On top of the day-to-day business of growing and delivering plants, we have a number of big picture projects in various stages of development. Perhaps most important is an ongoing investigation into various opportunities to “green” our business. The nursery trade is resource-intensive, and aside from the significant water and energy requirements of our greenhouse operations, there are the many environmental impacts of running an e-commerce business for us to consider. Cardboard and shipping materials, plastic plant pots, trucking, etc. – it all adds up, and we are always looking for ways to reduce our carbon footprint. In recent years, we’ve made a significant investment in solar energy, and moving ahead, we are actively evaluating alternative packaging solutions, methods to reduce our water needs, and everything in between. Some of these challenges will be very difficult to solve in the near term, but we’ll keep you posted on our progress.

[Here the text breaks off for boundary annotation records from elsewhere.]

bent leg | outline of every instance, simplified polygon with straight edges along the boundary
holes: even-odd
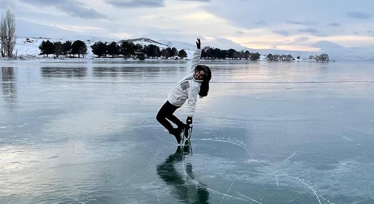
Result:
[[[169,118],[170,117],[170,116],[172,116],[171,117],[172,118],[172,120],[169,119],[171,122],[176,123],[174,122],[176,121],[175,118],[176,118],[178,120],[179,120],[178,118],[173,115],[173,113],[174,113],[175,110],[178,108],[179,107],[176,106],[170,103],[169,101],[167,101],[164,104],[164,105],[162,105],[161,108],[160,109],[160,110],[158,111],[158,113],[157,113],[157,116],[156,117],[156,119],[157,120],[158,122],[162,125],[163,126],[165,127],[165,128],[166,128],[166,129],[169,131],[170,133],[172,132],[174,128],[173,127],[173,126],[171,125],[171,124],[170,123],[170,122],[168,121],[167,118],[169,119]],[[180,120],[179,121],[180,121]],[[178,122],[178,121],[177,121],[177,122]],[[178,123],[176,124],[178,125]]]

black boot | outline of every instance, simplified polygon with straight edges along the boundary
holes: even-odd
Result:
[[[179,144],[181,144],[181,140],[182,140],[182,138],[181,138],[181,133],[183,130],[183,129],[180,129],[179,128],[174,128],[171,132],[169,132],[170,134],[172,134],[175,137],[175,139],[177,140],[177,142]]]

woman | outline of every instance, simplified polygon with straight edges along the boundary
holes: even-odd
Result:
[[[181,142],[181,133],[184,128],[192,123],[192,117],[196,107],[196,101],[199,95],[200,98],[206,96],[209,91],[209,81],[212,73],[209,67],[200,65],[199,63],[201,56],[200,39],[196,42],[197,49],[193,54],[191,72],[173,87],[168,97],[168,101],[161,107],[157,113],[157,121],[175,137],[178,144]],[[186,124],[183,123],[173,114],[187,101],[188,113]],[[168,119],[176,124],[174,128]]]

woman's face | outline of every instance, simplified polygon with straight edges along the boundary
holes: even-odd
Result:
[[[205,77],[205,72],[204,70],[200,70],[195,74],[195,79],[197,80],[202,80]]]

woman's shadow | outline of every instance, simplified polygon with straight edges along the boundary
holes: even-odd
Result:
[[[187,204],[209,203],[209,192],[201,186],[189,183],[184,172],[178,172],[175,165],[184,165],[186,157],[192,156],[192,147],[189,140],[184,146],[178,146],[175,153],[169,155],[162,164],[157,166],[157,175],[171,188],[170,194],[181,202]],[[192,165],[186,161],[186,173],[193,179]]]

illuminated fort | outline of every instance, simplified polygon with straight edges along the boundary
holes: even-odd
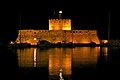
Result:
[[[30,43],[46,40],[50,43],[81,43],[95,42],[100,44],[97,30],[71,30],[71,19],[62,19],[62,11],[59,11],[58,19],[49,19],[49,30],[19,30],[16,43]]]

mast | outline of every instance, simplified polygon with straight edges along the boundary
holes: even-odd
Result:
[[[110,11],[108,13],[108,42],[110,41]]]
[[[20,43],[21,43],[21,12],[20,12],[20,26],[19,26],[19,28],[20,28]]]

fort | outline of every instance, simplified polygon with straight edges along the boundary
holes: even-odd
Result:
[[[50,43],[100,44],[97,30],[71,30],[71,19],[62,19],[62,11],[59,11],[58,19],[49,19],[49,30],[19,30],[16,43],[37,45],[41,40]]]

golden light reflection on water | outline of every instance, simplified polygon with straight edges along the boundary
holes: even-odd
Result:
[[[107,56],[108,49],[101,48]],[[46,67],[50,76],[71,75],[72,67],[94,67],[100,55],[100,47],[17,49],[19,67]]]
[[[73,49],[73,66],[95,66],[100,47],[76,47]]]
[[[62,69],[63,75],[71,75],[72,49],[55,48],[49,53],[49,74],[59,75]]]

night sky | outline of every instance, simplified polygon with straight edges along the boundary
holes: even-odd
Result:
[[[118,36],[120,12],[119,7],[113,4],[96,2],[39,2],[39,3],[17,3],[15,5],[3,6],[1,10],[1,40],[15,40],[17,30],[41,29],[48,30],[48,19],[57,18],[58,11],[63,11],[63,18],[71,19],[72,29],[97,30],[99,39],[107,39],[108,21],[110,12],[110,39],[120,39]],[[54,12],[56,13],[54,15]]]

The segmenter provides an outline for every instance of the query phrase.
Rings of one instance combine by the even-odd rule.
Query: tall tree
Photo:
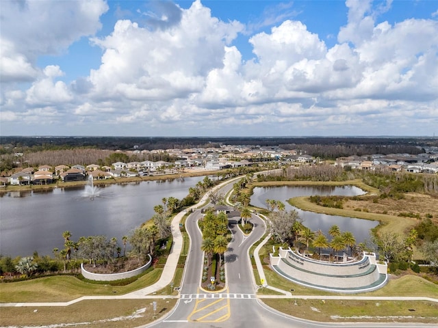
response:
[[[309,245],[313,240],[315,233],[307,227],[304,227],[301,231],[301,236],[298,240],[306,245],[306,251],[309,251]]]
[[[240,217],[242,218],[242,225],[246,223],[247,220],[251,218],[251,211],[247,207],[244,208],[240,212]]]
[[[125,256],[126,254],[126,244],[128,243],[128,236],[123,236],[122,237],[122,243],[123,243],[123,257],[125,258]]]
[[[341,234],[339,227],[336,224],[333,225],[330,227],[330,229],[328,229],[328,234],[333,238],[336,236],[339,236]]]
[[[209,266],[211,254],[214,251],[214,241],[211,238],[205,238],[203,239],[201,249],[205,251],[207,254],[207,265]]]
[[[137,228],[129,235],[129,243],[132,246],[131,254],[137,256],[138,263],[145,258],[149,247],[149,240],[146,229]]]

The solar project at the farm.

Looking ahead, I’m also excited about a burgeoning effort to partner with a new cohort of American specialty wholesale growers on certain crops we don’t currently propagate at the nursery. You’ll be reading about these partnerships in forthcoming catalogs. The short version of the story is that we are seeking out growers who share our long-term commitments to quality, sustainability, and customer service. Our customers will reap the benefits of these partnerships for decades to come.

To close, I’d like to offer my sincerest thanks to our customers, suppliers and partners, and to my colleagues for their respective support of, and dedication to, White Flower Farm. We are always aiming to do better, and we wouldn’t have gotten this far without a darned good team and the patronage of our loyal customers. We have so much to be thankful for. On behalf of everyone at White Flower Farm, I send my best wishes for a happy, peaceful holiday season and a green and blossoming New Year.